The All Kerala Fishing Boat Operators Association has approached the Centre to shorten the span of the annual monsoon fishing ban that starts in Kerala in June.
In a memorandum submitted to Prime Minister Narendra Modi, the association points out that imposing a fishing ban for 61 days from June 1 to July 31 along the west coast region will put the fishers in extreme distress. Though the same period was notified in 2020, the Centre later issued an order limiting the uniform fishing ban to 47 days. “Last time the annual ban started immediately after the fishing ban imposed by the government to check the spread of COVID-19. The sector suffered untold miseries during the two stretches of fishing ban,” said Joseph Xavier Kalapurackal, general secretary of the association.
Dip in catch
The boat operators are viewing the second wave of the pandemic with much apprehension and they believe that a second blow will completely destroy the sector. Another concern for the sector is the dip in the catch that points to a substantial depletion of marine resources. The association points out the hike in diesel price and restrictions imposed by importing companies due to the pandemic have also hit the sector.

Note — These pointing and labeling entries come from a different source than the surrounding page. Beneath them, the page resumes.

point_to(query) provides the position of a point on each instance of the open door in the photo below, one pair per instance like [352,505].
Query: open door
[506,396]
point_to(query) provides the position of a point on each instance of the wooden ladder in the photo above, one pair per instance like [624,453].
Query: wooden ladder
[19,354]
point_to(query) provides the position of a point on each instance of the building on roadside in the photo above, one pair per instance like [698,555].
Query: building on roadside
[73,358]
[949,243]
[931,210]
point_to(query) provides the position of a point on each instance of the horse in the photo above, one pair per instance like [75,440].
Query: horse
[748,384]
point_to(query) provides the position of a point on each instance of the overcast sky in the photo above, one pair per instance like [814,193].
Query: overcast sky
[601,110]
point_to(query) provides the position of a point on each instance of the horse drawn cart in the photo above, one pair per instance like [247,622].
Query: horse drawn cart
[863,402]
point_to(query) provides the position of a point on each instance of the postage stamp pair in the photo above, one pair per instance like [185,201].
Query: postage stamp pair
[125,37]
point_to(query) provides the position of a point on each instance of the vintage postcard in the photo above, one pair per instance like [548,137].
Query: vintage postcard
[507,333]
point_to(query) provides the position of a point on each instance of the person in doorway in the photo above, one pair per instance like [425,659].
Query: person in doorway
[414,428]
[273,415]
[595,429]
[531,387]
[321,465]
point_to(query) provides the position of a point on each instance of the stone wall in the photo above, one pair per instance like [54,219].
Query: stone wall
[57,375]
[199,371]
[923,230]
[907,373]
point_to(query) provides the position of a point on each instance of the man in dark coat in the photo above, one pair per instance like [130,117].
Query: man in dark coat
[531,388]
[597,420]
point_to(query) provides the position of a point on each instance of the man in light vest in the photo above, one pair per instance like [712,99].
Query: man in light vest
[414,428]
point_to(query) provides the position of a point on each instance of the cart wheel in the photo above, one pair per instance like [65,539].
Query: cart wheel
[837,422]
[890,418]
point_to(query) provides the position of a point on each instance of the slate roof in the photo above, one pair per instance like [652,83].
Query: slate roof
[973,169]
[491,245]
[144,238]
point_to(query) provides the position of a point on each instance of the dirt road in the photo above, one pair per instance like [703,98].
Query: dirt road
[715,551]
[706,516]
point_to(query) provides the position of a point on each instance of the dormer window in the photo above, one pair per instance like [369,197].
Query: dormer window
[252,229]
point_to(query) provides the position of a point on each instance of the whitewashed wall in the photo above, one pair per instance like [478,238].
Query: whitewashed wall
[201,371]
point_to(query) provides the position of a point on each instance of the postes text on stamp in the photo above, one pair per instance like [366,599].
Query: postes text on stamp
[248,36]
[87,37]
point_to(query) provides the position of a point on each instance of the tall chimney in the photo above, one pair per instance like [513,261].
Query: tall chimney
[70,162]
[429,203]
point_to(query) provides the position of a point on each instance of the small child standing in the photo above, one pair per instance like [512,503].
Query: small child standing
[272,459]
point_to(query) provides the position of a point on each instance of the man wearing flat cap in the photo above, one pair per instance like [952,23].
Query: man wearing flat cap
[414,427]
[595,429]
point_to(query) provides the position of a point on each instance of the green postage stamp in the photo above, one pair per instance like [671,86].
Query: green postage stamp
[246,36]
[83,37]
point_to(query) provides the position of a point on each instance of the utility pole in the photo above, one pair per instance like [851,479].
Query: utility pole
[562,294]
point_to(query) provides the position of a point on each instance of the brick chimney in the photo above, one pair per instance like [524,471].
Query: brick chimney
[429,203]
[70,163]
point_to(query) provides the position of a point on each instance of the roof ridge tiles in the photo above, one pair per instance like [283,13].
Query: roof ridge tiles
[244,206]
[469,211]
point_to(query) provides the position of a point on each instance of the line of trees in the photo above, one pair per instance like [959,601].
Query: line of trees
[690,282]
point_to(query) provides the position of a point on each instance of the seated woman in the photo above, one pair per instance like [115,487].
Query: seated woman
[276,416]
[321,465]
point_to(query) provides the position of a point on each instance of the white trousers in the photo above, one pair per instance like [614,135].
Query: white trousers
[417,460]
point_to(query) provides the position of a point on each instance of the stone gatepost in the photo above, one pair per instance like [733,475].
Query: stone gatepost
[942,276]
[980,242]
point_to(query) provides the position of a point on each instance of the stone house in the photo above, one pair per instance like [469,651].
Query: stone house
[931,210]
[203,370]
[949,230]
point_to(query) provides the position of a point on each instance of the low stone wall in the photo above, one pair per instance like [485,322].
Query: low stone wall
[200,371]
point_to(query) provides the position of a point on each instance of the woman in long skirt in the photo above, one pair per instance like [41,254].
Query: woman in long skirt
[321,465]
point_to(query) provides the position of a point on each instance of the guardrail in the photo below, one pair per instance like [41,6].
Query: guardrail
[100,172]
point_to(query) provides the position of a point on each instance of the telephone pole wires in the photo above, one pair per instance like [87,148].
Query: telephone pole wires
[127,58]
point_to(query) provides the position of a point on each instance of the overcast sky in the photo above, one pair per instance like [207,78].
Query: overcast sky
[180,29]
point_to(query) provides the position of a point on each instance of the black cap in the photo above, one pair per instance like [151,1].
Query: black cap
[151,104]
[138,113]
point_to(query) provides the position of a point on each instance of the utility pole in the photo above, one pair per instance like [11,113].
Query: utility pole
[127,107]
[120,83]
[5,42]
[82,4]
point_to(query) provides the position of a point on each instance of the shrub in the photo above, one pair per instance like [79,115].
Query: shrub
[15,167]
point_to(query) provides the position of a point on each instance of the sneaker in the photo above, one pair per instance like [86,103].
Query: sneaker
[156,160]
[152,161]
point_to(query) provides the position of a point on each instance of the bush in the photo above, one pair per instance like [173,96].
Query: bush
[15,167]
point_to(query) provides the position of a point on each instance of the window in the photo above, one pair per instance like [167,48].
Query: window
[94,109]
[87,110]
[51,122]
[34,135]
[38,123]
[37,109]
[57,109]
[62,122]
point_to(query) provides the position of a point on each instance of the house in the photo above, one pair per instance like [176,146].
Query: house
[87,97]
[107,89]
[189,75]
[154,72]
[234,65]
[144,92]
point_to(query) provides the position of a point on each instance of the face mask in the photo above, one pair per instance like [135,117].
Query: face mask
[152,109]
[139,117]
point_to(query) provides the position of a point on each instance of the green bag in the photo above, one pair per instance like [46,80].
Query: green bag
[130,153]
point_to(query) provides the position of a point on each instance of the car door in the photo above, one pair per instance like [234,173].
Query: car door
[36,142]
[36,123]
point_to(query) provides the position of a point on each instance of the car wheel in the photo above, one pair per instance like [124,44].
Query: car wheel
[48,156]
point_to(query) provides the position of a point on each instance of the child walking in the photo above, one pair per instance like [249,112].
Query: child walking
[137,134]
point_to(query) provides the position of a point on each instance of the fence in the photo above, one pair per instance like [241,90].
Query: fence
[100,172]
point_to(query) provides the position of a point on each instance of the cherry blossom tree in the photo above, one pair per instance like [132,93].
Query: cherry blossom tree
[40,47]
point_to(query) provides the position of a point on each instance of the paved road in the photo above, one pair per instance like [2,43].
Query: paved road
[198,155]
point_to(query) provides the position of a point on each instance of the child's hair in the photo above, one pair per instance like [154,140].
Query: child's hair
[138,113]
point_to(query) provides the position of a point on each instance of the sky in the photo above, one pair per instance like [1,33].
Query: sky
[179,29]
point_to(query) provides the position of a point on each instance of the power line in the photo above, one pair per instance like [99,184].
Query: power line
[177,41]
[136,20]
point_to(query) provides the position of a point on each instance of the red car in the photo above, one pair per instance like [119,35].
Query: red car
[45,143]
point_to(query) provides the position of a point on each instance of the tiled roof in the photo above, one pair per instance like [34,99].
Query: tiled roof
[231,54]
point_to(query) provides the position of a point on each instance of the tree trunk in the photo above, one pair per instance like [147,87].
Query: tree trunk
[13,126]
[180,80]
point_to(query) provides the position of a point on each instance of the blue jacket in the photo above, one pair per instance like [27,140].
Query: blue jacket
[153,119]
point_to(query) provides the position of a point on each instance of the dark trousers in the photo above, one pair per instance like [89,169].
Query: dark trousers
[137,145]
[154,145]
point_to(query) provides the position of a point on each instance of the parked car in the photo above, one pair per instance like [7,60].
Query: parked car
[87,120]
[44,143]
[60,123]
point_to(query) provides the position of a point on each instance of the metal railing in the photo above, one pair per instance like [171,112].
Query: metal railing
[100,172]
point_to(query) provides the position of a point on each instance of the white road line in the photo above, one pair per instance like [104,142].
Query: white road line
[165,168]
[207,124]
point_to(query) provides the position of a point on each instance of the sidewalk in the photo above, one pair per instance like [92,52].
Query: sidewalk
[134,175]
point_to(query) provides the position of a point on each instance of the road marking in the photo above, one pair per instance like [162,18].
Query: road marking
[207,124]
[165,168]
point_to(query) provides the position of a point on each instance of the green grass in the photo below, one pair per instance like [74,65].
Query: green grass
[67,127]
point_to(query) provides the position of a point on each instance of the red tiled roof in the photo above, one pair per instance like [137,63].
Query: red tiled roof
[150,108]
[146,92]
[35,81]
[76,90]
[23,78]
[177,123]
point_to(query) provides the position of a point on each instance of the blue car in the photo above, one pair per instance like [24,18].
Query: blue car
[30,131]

According to them, the water currents in the sea underwent drastic changes due to the changing climatic condition and global warming, altering the migratory nature of fish. “It can be mitigated if fishing is permitted during the monsoon when fish resources in our sea are aplenty. The southern States of India experience abundance of fish during the monsoon,” they say.
Limit to 30 days
The association has appealed to the Centre to reduce the days of the monsoon ban to 30 so that the sector can tide over the crisis. It also requests the Centre to conduct a study on the propagation, migration and other related issues of marine resources as they feel that the report that backs the monsoon ban has become outdated. “Monsoon season is the only period when the fishing folk can profitably fish in the sea. Extending the period of ban to 61 days will push the community to abject poverty. There is no point in keeping the ban as a routine business,” they say.